Goodbye, rhododendron.
Goodbye, Lodge.
Goodbye.
She figured she had five minutes to get clear, but she wasn’t sure, because sometimes the timing-mechanism on these Czech devices was erratic. Given time and equipment, she would have constructed one of her own.
She stared a second at the cylinder in the soil and then she turned and ran back toward the shooting-range. From there it was her intention to go back up the ridge to the safety of the trees. She moved quickly in the direction of the shrubbery.
Pagan became aware of two things simultaneously. Behind him, he heard the movements of people stepping slowly through the trees, the occasional whisper; and he saw Carlotta, in black leather jacket and jeans, hurry away from The Lodge and run in the direction of the upward slope. His attention was divided between what lay at his back and the sight of Carlotta about four hundred yards to his left.
He glanced round, disconcerted.
Although they wore camouflage jackets and caps, the people fanning out between the trees were noticeable from where he stood, a distance of some two hundred yards. In the grey light they were spectral.
They carried rifles.
It was, he realized, a trap. It was, as Mallory had said, easy to get in; but there was no way of getting out.

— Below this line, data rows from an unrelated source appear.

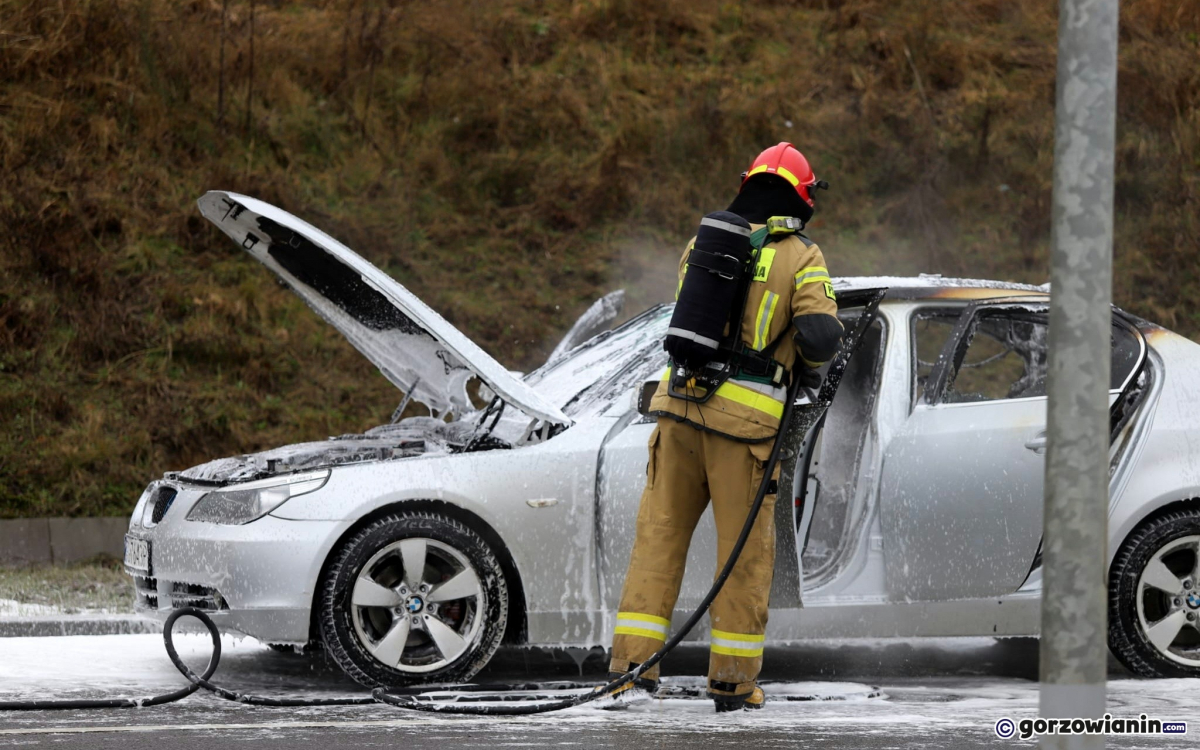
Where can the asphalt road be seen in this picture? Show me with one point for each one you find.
(939, 694)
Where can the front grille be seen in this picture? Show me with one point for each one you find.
(145, 593)
(162, 502)
(181, 595)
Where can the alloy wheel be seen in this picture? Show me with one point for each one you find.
(1168, 598)
(417, 605)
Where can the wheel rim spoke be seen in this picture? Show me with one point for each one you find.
(1159, 576)
(1163, 633)
(449, 643)
(412, 551)
(370, 594)
(462, 586)
(391, 647)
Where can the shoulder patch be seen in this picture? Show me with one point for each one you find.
(766, 258)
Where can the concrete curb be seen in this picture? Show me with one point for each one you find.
(76, 625)
(60, 540)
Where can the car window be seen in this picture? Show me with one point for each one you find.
(930, 331)
(1006, 358)
(1126, 355)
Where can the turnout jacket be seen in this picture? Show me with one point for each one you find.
(791, 289)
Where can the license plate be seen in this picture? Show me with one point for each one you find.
(137, 555)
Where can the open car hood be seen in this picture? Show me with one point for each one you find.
(412, 346)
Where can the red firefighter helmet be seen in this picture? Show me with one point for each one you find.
(787, 162)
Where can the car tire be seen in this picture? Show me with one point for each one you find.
(389, 624)
(1153, 587)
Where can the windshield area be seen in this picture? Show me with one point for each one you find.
(606, 367)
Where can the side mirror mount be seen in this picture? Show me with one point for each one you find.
(642, 395)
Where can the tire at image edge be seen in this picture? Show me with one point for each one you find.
(1127, 641)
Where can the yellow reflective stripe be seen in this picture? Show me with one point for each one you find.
(754, 400)
(737, 643)
(787, 175)
(646, 625)
(661, 622)
(766, 312)
(811, 274)
(738, 636)
(736, 652)
(622, 630)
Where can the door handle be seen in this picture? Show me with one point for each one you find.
(1037, 444)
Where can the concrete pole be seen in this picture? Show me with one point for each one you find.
(1074, 605)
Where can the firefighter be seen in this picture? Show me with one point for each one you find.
(718, 449)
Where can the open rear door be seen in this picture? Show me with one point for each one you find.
(792, 519)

If she reached the slope and tried to make it to the tree line, she would be gunned down. Pagan had the urge to break free from the stand of pines that concealed him and sprint across the open spaces toward Carlotta – to achieve what? To warn her? To save her for himself? But he’d be shot down too. He had no doubt about that. He didn’t know how many armed people were making their way through the trees. He’d counted more than a dozen in the last thirty seconds, but in places where he couldn’t see there were probably more. It was obvious that their goal was to string themselves out across the ridge, and when Carlotta came in plain view—
Open season, he thought.
The end. The end of all his searching, his running. The end of his quest. Why didn’t he feel what he should have felt? Why was there no elation? Why this throbbing dull sensation in his head? Because she’d been taken away from him. Because he couldn’t take her back to London. Because she would never stand trial. Instead, she’d be gunned down in the soft mud of this place.
He watched her move. She ran with an easy lovely grace. Once, she turned her head and looked back at The Lodge, and Pagan remembered the reason she’d come here, and he swung his face toward the large gloomy wooden edifice, which reminded him of something that belonged in the Black Forest. And he knew – it was only going to be a matter of seconds.
He imagined he heard a clock tick. He saw Carlotta begin toward the slope. He heard the footsteps of the others in the trees, the assassination squad. He stared at The Lodge. He felt it even before it happened.
The explosion was brutal and fiery. Flames rapidly rose up the side of the wooden structure. Windows shattered, slates flew violently from the roof, the chimneys were blasted. The smoke, hideous and dense, blew out into the rain, at first with enormous speed and then slowing and rolling across the lawn like a thick and misleadingly gentle fog. Flames spread through the house with the obscene haste of a prairie fire. There was a secondary explosion almost immediately – perhaps a fuel tank, a gas line. This one rocked the house on its foundation and even greater fumes spewed up into the grey dawn and suddenly all geography was obscured, all spatial relationships demolished, and the landscape was reduced to flame and smoke, and the house became a concatenation of lesser explosions as glass blew out of frames and doors were forced from walls and timbers groaned in the roof and the porch collapsed.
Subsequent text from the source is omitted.